China sets growth rate of 6.5% to 7%
China has set economic growth rate of between 6.5% to 7% for 2016 amid concerns that world’s second largest economy is slowing down.
This is the first time over the past 25 years that China sets a range for economic growth rather than a number, giving rise to the speculation that the Chinese authorities are reconsidering their adherence to hard-and-fast goals.
China is seen as the only major world economy that sets a hard annual growth target.
A growing number of economic experts have already called on Beijing to stop setting a growth target, saying it actually harms the economy and encourages officials to falsify data.
Chinese Prime Minister Li Keqiang declared that Beijing is set to push hard to create more jobs and restructure inefficient industries, saying the country should be prepared for “a tough battle.”
“Our country’s development faces more and greater difficulties, and severer challenges this year, so we must be prepared for a tough battle,” Li reiterated.
The Chinese premier also announced that Beijing will aim for an economic growth of 6.5% growth over the next 5 years.
Reforming stocks market
Beijing will also attempt to boost employment and restructure inefficient industries, said Li Keqiang, reassuring that the Chinese government will do its best to reform stock and bond markets.
“We will move forward with the reform of stock and bond markets and increase the level of rule of law in their development, promote the sound development of the multilevel capital market, and ensure that the proportion of direct financing is increased,” Li said ahead of the country’s annual meeting of parliament on Saturday.
Back in 2015, Chinese stock indexes crashed with the yuan sliding sharply against the dollar.

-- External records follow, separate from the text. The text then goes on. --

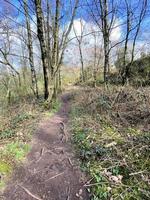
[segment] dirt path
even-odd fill
[[[52,118],[42,122],[33,138],[27,164],[16,170],[5,200],[88,200],[85,177],[75,164],[66,123],[69,95]]]

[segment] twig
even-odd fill
[[[54,179],[54,178],[56,178],[56,177],[58,177],[58,176],[61,176],[62,174],[64,174],[64,172],[61,172],[61,173],[59,173],[59,174],[56,174],[55,176],[50,177],[50,178],[47,179],[46,181],[52,180],[52,179]]]
[[[34,199],[37,199],[37,200],[42,200],[41,198],[35,196],[34,194],[32,194],[27,188],[23,187],[22,185],[18,185],[19,187],[21,187],[22,189],[24,189],[24,191],[30,195],[31,197],[33,197]]]
[[[44,152],[44,148],[41,149],[41,151],[40,151],[40,157],[39,157],[39,159],[36,162],[39,162],[41,160],[43,152]]]
[[[70,186],[68,186],[68,191],[67,191],[68,195],[67,195],[67,198],[66,200],[70,200]]]
[[[69,164],[73,167],[73,163],[72,163],[72,161],[71,161],[70,158],[68,158],[68,162],[69,162]]]
[[[139,172],[134,172],[134,173],[129,174],[129,176],[134,176],[134,175],[137,175],[137,174],[142,174],[144,172],[145,172],[145,170],[144,171],[139,171]]]

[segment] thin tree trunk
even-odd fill
[[[32,88],[33,88],[34,95],[38,98],[37,77],[36,77],[36,71],[35,71],[35,66],[34,66],[32,34],[31,34],[31,26],[30,26],[27,0],[24,0],[24,11],[25,11],[25,16],[26,16],[26,26],[27,26],[27,33],[28,33],[28,51],[29,51],[29,62],[30,62],[30,67],[31,67]]]
[[[44,37],[44,18],[41,7],[41,0],[34,0],[35,8],[36,8],[36,16],[37,16],[37,32],[38,38],[40,42],[41,48],[41,57],[43,63],[43,75],[44,75],[44,98],[48,99],[49,91],[48,91],[48,59],[47,59],[47,49],[46,49],[46,41]]]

China’s stock markets have lost nearly half of their value since early June last year and have struggled to recover despite a massive and unprecedented rescue effort by the government and regulators. The plunge, along with China’s surprise devaluation of the yuan currency in August, roiled global financial markets and added to fears of a hard landing for the world’s second-largest economy.
But more recently, mainland stocks have rebounded roughly 10 percent from 14-month lows hit in late January, fueled by a global market recovery, central bank efforts to stabilize the yuan and hopes that Beijing will unveil more stimulus.
The rebound follows a typically bullish pattern ahead of an annual meeting of China’s top legislature, which starts on March 5, but traders say the thematic rebound could come to an end.